Revised ISO 2022 explanation

From: John Cowan (cowan@drv.cbc.com)
Date: Thu Nov 06 1997 - 17:55:32 EST


WARNING: Delete this now if you care nothing about ISO 2022.
If you are interested in it, please send commentary to me
at <cowan@ccil.org>. Thanks to Martin J. Dürst and Glenn Adams
for their generous reviews of my earlier version.

===start here===

This document is a loose, but still fairly technical, explanation of the
international character set standard ISO 2022:1994, "Character Code Structure
and Extension Techniques". The standard itself, under its alternative
name of ECMA-35, is freely available on the Web in PDF and Microsoft Word
formats at http://www.ecma.ch/stand/ecma-035.HTM .

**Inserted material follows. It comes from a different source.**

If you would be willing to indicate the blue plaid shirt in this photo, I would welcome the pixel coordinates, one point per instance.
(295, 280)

However, it is not easy to read unless you are already very familiar with
the world of ISO character set standards. I have therefore attempted to
make a clearer, if less precise, document that will help people who
are new to ISO 2022 to understand it. Of course, this document is
not a substitute for the standard.

Furthermore, ISO 2022 is an extremely rich and complex standard, with a very
large number of options, many of which have never been used in practice,
and only a few of which are typically exercised at one time.
Therefore, certain elements which are rarely or never used in practice
are mentioned only in passing or are omitted outright.

In ISO 2022, text is specified using a mixture of registered character sets.
An international registry is maintained by ECMA on behalf of ISO; the
names of the registered sets are available on the Web in Microsoft Word format
at ftp://diku.dk/JTC1/SC2/WG3/rag01.doc.

Character sets come in one of three sizes: single-byte character sets
with 94 characters (e.g. ASCII), single-byte character sets with 96
characters (e.g. the top halves of ISO Latin-1 to Latin-5), or
double-byte character sets with 94 x 94 characters (e.g. JIS 0208X-1983).

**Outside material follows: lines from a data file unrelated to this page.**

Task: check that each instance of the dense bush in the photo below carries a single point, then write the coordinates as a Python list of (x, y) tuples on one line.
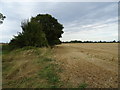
[(42, 30)]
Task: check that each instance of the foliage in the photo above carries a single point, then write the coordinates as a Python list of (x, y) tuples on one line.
[(42, 30), (2, 17)]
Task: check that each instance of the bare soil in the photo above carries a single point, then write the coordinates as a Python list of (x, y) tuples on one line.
[(95, 64)]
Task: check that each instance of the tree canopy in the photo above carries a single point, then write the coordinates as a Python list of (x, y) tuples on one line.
[(39, 31)]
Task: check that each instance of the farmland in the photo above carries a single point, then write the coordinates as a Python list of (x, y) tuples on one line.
[(94, 64), (71, 65)]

(In principle, 96 x 96 character sets could also exist, as well as
94 x 94 x 94, 96 x 96 x 96, and even larger possibilities, but no one has
ever needed them.)

Each registered character set is specified by a byte,
known as the "final byte", in the range 64 to 125. The bytes are unique within
character set sizes, but are reused across sizes. For example, the byte 66
represents the 94-character set ASCII, the 96-character set ISO Latin-2 (top
half), and the 94 x 94 Japanese character set JIS 0208X-1983. In this
document, the final byte assigned to a character set will be represented by F.

The F value of 126 represents a character set with no characters.
F values in the range 48 to 63 represent private-use character sets,
which are not registered and must be defined by private agreements.
If the range of F values ever runs out, the standard defines a method
for using multiple bytes instead. Any multiple-byte sequence beginning
with a 32 byte is also for private use.

Character sets (and other things) are specified using escape sequences.
An escape sequence is a series of bytes beginning with the byte 27
(ESC), followed by any number of bytes in the range 32-47, followed by
a single byte in the range 48-126. No other bytes are allowed within
an escape sequence.

At any one time, up to four character sets are available for use.
The four slots that hold character sets are labeled G0, G1, G2, and G3.
The following escape sequences (where ESC = the byte 27) designate
which character sets occupy which slots:

        27 40 F Set G0 to the 94-character set F
        27 41 F Set G1 to the 94-character set F
        27 42 F Set G2 to the 94-character set F
        27 43 F Set G3 to the 94-character set F
        27 45 F Set G1 to the 96-character set F
        27 46 F Set G3 to the 96-character set F
        27 47 F Set G3 to the 96-character set F
        27 36 F Set G0 to the 94 x 94 character set F,
                             provided F is 64, 65, or 66
        27 36 40 F Set G0 to the 94 x 94 character set F,
                             provided F is not 64, 65, or 66
        27 36 41 F Set G1 to the 94 x 94 character set F
        27 36 42 F Set G3 to the 94 x 94 character set F
        27 36 43 F Set G3 to the 94 x 94 character set F

Note that G0 can never be a 96-character set.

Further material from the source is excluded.